Replacing a patient’s defective stem cells with those from a donor allows the recipient’s body to start producing healthy platelets and white blood cells—effectively reversing Wiskott-Aldrich Syndrome. Despite significant advances in medical technology and the expertise of trained care providers, a stem cell transplant is still risky for patients.
That’s because physicians use a heavy dose of chemotherapy to wipe out the body’s immune system, Krepski said. Specialists then infuse the new stem cells directly into the patient’s blood stream, where they start from scratch building new white blood cells and platelets.
Three days after the transplant, care providers administer immuno-suppressants to prevent Graft vs. Host Disease.
To minimize complications, donors for stem cell transplants are carefully selected from a national registry. In Matt’s case, the cells were donated from a woman in Seattle.
For as long as he can remember, Matt’s parents have told him his life is a “miracle”. Since the surgery, his family has kept in close contact with several of his care providers.
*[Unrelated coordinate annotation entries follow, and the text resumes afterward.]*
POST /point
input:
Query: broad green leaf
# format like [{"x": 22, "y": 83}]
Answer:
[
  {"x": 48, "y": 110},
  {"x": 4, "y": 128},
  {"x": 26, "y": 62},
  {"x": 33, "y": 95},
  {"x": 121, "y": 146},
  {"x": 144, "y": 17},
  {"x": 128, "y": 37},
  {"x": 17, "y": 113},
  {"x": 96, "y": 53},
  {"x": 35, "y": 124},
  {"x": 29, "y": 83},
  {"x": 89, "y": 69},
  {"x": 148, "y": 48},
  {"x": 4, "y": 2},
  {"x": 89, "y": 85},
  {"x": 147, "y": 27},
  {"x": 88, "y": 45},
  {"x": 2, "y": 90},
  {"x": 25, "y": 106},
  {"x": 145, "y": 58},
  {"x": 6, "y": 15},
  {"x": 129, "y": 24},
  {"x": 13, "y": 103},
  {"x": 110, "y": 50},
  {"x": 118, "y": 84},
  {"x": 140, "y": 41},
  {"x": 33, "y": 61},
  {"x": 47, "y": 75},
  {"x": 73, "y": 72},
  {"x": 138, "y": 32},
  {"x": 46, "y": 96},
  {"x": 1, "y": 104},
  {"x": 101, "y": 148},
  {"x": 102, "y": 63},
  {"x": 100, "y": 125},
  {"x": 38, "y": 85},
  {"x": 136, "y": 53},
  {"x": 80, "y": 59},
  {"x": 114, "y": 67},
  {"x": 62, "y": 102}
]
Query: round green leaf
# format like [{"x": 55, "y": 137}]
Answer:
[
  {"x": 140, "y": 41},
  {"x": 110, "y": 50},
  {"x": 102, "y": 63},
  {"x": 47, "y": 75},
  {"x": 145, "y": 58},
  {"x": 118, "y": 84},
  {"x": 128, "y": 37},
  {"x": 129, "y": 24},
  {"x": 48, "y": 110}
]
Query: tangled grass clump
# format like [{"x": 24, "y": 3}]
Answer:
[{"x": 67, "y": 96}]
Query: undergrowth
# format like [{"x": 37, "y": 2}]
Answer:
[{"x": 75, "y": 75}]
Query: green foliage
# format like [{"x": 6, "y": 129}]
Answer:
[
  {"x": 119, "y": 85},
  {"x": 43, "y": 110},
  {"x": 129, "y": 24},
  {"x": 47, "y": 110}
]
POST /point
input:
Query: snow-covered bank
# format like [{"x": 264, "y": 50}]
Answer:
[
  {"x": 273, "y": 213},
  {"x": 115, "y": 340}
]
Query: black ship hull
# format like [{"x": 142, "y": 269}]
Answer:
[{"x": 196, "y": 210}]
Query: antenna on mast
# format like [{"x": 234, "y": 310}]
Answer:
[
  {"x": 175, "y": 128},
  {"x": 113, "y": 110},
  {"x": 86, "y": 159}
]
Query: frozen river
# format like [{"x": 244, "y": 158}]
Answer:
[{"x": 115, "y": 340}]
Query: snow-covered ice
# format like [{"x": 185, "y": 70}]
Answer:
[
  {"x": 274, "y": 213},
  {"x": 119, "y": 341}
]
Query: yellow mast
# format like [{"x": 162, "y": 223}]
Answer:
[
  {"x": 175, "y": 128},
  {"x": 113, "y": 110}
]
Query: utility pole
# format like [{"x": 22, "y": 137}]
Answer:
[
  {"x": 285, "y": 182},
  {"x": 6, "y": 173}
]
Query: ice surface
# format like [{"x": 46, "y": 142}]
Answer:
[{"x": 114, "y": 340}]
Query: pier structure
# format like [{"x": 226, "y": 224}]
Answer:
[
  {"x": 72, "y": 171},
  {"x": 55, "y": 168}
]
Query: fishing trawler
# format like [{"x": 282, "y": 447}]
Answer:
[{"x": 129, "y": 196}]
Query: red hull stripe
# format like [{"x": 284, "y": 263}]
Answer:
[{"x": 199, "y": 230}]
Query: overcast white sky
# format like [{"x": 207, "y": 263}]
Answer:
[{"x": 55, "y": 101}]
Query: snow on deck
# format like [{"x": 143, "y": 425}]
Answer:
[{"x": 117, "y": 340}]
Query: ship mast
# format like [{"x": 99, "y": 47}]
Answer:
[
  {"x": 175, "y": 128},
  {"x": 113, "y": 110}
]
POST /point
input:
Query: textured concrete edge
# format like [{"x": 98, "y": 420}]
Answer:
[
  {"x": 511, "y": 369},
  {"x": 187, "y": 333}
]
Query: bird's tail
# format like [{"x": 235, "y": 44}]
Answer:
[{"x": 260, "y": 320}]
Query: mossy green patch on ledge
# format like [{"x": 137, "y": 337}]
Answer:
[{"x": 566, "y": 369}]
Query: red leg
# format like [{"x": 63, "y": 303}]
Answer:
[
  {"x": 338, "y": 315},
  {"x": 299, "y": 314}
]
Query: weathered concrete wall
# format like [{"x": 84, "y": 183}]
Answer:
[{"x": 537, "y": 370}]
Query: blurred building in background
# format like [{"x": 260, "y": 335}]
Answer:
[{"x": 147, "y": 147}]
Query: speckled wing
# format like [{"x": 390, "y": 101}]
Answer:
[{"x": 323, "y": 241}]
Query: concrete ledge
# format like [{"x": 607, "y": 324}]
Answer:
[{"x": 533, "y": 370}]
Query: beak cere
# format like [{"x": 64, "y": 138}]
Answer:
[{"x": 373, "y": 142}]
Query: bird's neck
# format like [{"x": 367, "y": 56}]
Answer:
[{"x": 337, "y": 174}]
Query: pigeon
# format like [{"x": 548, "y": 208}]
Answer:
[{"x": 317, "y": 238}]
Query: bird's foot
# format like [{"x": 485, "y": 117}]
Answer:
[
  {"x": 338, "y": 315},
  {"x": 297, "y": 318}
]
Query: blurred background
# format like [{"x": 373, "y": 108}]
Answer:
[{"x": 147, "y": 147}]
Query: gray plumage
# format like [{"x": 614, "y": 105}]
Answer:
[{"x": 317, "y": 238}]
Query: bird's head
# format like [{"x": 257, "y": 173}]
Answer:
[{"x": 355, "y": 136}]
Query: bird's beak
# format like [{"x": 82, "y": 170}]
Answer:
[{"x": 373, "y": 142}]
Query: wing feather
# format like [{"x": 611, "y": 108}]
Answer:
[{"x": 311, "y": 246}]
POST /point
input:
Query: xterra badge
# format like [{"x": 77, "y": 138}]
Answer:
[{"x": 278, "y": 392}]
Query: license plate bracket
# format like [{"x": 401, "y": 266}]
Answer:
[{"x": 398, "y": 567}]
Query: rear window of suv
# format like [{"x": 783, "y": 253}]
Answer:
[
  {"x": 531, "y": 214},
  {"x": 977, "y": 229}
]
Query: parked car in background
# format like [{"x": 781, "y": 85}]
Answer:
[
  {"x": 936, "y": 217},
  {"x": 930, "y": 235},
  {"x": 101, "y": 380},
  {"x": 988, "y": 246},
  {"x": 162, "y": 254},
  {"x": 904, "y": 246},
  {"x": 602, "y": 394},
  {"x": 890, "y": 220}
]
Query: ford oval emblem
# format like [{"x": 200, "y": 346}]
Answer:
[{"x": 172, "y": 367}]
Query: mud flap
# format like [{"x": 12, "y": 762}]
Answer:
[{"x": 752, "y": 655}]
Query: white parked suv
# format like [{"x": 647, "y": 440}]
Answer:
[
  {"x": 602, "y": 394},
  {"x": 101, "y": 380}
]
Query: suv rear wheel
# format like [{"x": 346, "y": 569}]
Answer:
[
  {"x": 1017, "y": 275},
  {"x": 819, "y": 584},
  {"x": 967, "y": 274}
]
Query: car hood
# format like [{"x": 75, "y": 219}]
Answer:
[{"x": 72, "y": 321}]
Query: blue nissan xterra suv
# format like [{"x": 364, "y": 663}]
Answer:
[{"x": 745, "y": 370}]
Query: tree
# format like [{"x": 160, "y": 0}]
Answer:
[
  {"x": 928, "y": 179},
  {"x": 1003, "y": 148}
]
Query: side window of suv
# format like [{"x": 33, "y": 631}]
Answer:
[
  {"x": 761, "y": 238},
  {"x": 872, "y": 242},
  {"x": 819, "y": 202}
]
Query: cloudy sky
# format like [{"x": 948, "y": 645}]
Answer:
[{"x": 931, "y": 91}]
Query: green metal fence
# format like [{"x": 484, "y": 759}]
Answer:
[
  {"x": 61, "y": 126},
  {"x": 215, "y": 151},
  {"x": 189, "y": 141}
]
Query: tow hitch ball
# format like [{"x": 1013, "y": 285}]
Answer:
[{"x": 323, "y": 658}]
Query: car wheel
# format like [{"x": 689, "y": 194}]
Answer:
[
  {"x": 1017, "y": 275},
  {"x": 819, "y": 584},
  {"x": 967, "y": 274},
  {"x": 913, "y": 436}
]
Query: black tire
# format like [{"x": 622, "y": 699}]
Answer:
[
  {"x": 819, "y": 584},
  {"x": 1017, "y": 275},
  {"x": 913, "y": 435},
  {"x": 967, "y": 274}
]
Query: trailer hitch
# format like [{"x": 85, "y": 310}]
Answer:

But no simple ‘thank you’ was enough for Matt.
“I want to give back to that community, the field and the area that gave me life, and how do I do that? By serving and loving people really well and doing my job to the fullest,” Matt said.
Seeing patients like Matt survive and flourish is moving for Krepski.
“It’s a complete rush,” Krepski said. “Patients come here who have been turned away by other centers—centers who tell them there’s no hope, nothing they can do for you. Our motto is that we’ve been giving hope for over 40 years.”